Reproductive Rights: Couples and individuals enjoyed the right to decide freely and responsibly the number, spacing, and timing of children without government interference. Couples are entitled to have the information and means to do so free from discrimination, coercion, and violence. The publicly funded medical system provided access to contraceptive services and information, prenatal care, skilled attendance during childbirth, and essential obstetric care and postpartum care. Women had equal access with men to diagnosis and treatment for sexually transmitted infections.
Discrimination: Women have marriage and property rights and enjoy the same legal status and rights in the judicial system as men. They were well represented in the labor force, including business and the professions. Women did not experience systemic economic discrimination in the terms of employment, credit, or pay equity for substantially similar work, or in owning or managing businesses, education, and housing. Some equality and labor groups reported that women were underrepresented in executive positions in the private sector. The federal statistical agency reported that hourly wages for women were, on average, lower than for men but that the wage gap had narrowed over the past two decades.
Status of Women Canada promoted the legal rights of women. Employment equity laws and regulations cover federal employees in all but the security and defense services. However, Aboriginal women living on reserves (where land is held communally) lack matrimonial property rights. Aboriginal women and men living on reserves are subject to the Indian Act, which defines Indian status for the purposes of determining entitlement to a range of legislated rights and eligibility for federal programs and services. Aboriginal women do not enjoy full equality rights with Aboriginal men to transmit officially recognized Indian status to their descendants.

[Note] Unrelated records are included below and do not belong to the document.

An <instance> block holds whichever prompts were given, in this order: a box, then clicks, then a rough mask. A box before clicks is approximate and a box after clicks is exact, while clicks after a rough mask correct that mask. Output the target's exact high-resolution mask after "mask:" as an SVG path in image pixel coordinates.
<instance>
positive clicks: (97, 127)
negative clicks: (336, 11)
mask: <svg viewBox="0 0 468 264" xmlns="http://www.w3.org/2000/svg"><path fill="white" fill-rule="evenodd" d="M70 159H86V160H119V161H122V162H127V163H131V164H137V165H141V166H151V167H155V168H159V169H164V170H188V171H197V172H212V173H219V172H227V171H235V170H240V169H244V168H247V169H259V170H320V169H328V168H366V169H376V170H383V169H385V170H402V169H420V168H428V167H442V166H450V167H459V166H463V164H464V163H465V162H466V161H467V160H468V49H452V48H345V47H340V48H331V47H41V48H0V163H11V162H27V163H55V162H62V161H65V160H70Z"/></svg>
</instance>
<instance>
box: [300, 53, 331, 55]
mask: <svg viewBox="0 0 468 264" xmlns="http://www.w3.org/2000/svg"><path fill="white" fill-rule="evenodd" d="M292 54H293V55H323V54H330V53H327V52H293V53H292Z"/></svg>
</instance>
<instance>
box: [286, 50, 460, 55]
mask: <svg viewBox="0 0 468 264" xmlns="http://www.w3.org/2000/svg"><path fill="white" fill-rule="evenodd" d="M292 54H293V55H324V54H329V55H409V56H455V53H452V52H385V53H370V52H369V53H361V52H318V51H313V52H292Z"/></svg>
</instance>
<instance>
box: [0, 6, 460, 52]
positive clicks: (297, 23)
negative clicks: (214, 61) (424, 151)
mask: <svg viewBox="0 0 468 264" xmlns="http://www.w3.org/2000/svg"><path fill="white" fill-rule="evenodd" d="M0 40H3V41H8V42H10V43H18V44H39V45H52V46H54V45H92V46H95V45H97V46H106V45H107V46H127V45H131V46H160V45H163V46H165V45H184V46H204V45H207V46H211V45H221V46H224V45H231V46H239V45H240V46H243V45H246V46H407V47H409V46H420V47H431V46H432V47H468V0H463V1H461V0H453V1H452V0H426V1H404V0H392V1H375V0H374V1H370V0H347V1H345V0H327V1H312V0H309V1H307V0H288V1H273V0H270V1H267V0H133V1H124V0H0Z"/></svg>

According to the government statistical agency, Aboriginal women were three times more likely than non-Aboriginal women to experience violent abuse and were overrepresented among victims of homicide. As of 2010, at least 582 cases of murdered and missing Aboriginal women remained unresolved nationwide. The Royal Canadian Mounted Police created the National Centre for Missing Persons and Unidentified Remains to support law enforcement investigations and established projects with some municipal police forces to review outstanding files of missing women, including Aboriginal women.
On July 3, the government agreed to pay nurses working for the Canada Pension Plan an estimated C$169 million ($169.1 million) to settle a pay-equity suit dating to the 1970s after the Canadian Human Rights Tribunal ruled in their favor in 2011.
On December 17, the report of a British Columbia public inquiry into missing women in the province acknowledged that Vancouver police exhibited “systemic bias” in their investigations of cases of poor, and mostly Aboriginal, missing and murdered women and girls in Vancouver between 1997 and 2002. The province called the inquiry to examine why it took police years to identify serial killer Robert Pickton who preyed on sex workers in Vancouver.